Preservation: is the industry burning its own heritage?

The video game industry has more than 60 years of history. Yet the efforts to preserve this heritage remain dramatically insufficient, to the point where one may wonder whether the sector is not literally burning its own memory.
Alarming figures
A study by the Video Game History Foundation (VGHF), conducted with the Software Preservation Network, established that 87% of games released before 2010 are no longer commercially available, with only 13% still on the market. A few benchmarks:
- The Commodore 64 (1982), a major platform with some 10,000 titles, now sees only about 4.5% of its catalogue in commercial circulation.
- Fewer than 3% of the games released before 1985 are still available.
To play most of the classics, only three options remain: owning a collection yourself, turning to emulation (often in a legal grey area), or visiting one of the rare specialised libraries.

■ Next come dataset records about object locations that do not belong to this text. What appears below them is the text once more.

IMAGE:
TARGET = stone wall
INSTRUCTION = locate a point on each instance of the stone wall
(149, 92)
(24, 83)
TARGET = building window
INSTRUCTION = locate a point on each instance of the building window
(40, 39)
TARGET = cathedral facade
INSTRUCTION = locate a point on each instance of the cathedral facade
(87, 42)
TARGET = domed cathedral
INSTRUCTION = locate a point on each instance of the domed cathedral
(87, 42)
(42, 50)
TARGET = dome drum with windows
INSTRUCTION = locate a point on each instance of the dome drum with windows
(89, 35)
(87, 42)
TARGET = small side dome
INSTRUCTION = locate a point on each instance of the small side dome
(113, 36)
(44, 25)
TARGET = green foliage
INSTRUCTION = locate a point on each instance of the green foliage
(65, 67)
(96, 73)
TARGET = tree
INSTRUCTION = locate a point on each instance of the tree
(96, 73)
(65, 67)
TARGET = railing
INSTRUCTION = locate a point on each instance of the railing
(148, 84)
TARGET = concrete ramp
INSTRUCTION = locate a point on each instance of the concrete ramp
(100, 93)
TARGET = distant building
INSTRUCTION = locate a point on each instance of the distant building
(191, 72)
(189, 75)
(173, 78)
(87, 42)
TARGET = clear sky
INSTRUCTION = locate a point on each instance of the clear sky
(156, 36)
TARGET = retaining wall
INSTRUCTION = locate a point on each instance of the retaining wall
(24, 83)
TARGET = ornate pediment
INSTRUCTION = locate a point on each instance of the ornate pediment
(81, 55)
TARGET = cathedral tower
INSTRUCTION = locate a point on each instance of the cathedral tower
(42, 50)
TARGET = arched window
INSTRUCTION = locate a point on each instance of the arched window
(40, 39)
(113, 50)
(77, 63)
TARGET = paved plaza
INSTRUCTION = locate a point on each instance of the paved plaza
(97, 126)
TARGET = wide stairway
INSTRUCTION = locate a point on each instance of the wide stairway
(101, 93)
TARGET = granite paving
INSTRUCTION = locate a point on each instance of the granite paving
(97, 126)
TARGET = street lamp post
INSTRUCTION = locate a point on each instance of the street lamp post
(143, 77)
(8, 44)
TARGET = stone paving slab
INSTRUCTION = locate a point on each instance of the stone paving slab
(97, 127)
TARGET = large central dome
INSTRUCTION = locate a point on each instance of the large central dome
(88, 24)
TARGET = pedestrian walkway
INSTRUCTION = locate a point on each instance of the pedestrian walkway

Digital distribution has not helped
One might think that digital distribution, after 2010, would make preservation easier. The opposite is true: titles disappear from stores at a steady pace, leaving no physical trace. Community projects such as Delisted Games or Old Games Download try to document these disappearances, but they are making up for a failure that ought to fall to the industry and to public authorities.
Institutional denial
Faced with this situation, the Entertainment Software Association (ESA), which represents American publishers, claims that the industry is doing enough, while regularly opposing the exceptions that would allow libraries to offer remote access to old games. The ESA points to occasional donations (more than 2,500 games entrusted to the Library of Congress), but that falls short: preservation cannot rest on the goodwill alone of those who have an interest in selling new products.
Preserving is not only about saving the best-sellers. It is about saving the diversity of a culture, including the minor, experimental and forgotten works that make up the richness of an art form.